Our German accounting services include the following:
Our German chartered accountants and cpa’s work with our clients who require German bookkeeping support to identify suitable outsourcing or other solutions. We work with the very latest IT systems and can do the German GAAP accounts and all analyses in German and English language. We prepare internal group reportings according to our clients very special requirements.
• Statutory Accounts
Our chartered accountants in Germany actively manage the timing of the German accounts production process to ensure that you meet your statutory responsibilities and through this information, take advantage of early tax planning opportunities. We also ensure there is the minimum delay between data delivery and you receiving your accounts. We prepare German annual accounts in accordance with the legal standards so that they can be presented to German banks, the German tax office, the German Federal Gazette and other German authorities.
• Basic information about German Corporate Income Tax
Companies Liable to Corporate Income Tax in Germany
Corporate companies, such as the limited liability company (GmbH) or the stock corporation (AG), based in Germany or with an executive board in Germany are liable to corporate income tax on globally generated income. Dividends that have been generated and taxed abroad may be exempt from taxation in Germany or taxes paid in a foreign country can be offset against taxation in Germany.
Corporate companies who are not based in Germany nor have an executive board in Germany are only liable to corporate income tax on income generated inside Germany (e.g. via a permanent establishment, dividends or licenses).
Corporate Income Tax Base in Germany
Taxable income (i.e. annual business profit) forms the tax base for corporate income tax. Under German commercial law, corporate company annual profit is calculated according to the accrual basis accounting method. This is recorded in the annual financial statement and forms the basis for determining taxable income.
However, German tax law provides different accounting options and income correction rules, meaning that the taxable income usually differs from the annual profit determined in the financial statement under commercial law.
Corporate Income Tax Rate in Germany
Corporate income tax is levied as a flat nationwide tax at a rate of 15 percent of taxable corporate income.
In addition a solidarity surcharge (Solidaritätszuschlag) is added on top of the corporate income tax. The solidarity surcharge was introduced in 1995 to finance German reunification. The surcharge is 5.5 percent of the 15 percent corporate income tax; creating a total of 0.825 percent of taxable income.
Thus, corporate income tax and solidarity surcharge add up to a total of 15.825 percent.
Taxation of Dividends in Germany
If a German subsidiary company distributes profits to its corporate foreign parent company (a dividend payment) then a 25 percent rate of withholding tax (Kapitalertragssteuer) is payable in Germany.
In the event of the existence of a double taxation agreement (DTA) between the Federal Republic of Germany and another country, the rate of withholding tax that is paid can be reimbursed according to the agreements made in the corresponding DTA.
As a rule, dividend payments on the basis of a DTA are taxed at a reduced rate of taxation at levels of just 5, 10 or 15 percent.
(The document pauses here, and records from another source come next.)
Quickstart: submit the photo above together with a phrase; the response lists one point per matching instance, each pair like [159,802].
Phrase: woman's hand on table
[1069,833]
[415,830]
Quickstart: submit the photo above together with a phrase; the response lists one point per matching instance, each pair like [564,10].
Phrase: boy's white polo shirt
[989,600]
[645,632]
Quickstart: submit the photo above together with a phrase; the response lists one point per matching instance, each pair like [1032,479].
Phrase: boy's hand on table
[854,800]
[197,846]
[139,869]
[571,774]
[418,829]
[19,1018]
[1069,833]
At a partial level there is also the possibility of an initial exemption from withholding tax.
The withholding tax paid in Germany can also be credited against the tax liability of the parent company which exists abroad or the parent company is made exempt from the taxation in regard to the received dividends. In effect, this means that no double taxation takes place.
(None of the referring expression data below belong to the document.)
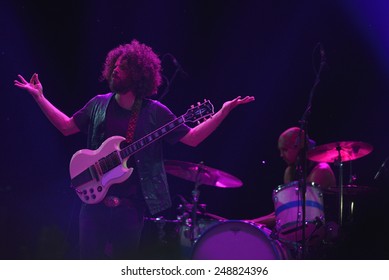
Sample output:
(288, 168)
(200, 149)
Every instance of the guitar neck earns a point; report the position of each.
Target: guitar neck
(151, 137)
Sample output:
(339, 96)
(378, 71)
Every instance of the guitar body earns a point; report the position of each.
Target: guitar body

As a rule, two fifth of the withholding tax paid can be reimbursed if the creditor of the dividend-paying German corporation is a foreign corporation and if there is no DTA between Germany and the foreign nation.
Within the EU, dividend payments between a corporate domestic subsidiary company and a corporate foreign parent company are tax-free over and above a 10 percent stake.
Profits which are distributed to private stock-holders are liable to a final withholding tax (Abgeltungssteuer) of 25 percent plus the solidarity surcharge. The final withholding tax is retained by the debtor of the dividend or the institution managing the deposit (for instance a bank) and then paid to the tax office. However, the application of a DTA may lead to a lower withholding tax if the private stockholder resides in another country.
Did you know that Chartered Accountants were the first accountants to form a professional accounting body, initially established in Scotland in 1854. The German Institute of German Tax Accountants in Germany were founded in 1943. The title is an internationally recognised professional designation, and is generally equivalent to the American certified public accountant designation.
Chartered accountants in Germany work in all fields of business and finance, including audit, taxation, financial and general management. Some are engaged in public practice work, others work in the private sector.
German Chartered accountants’ institutes require members in Germany to undertake a minimum level of continuing professional development to stay professionally competitive.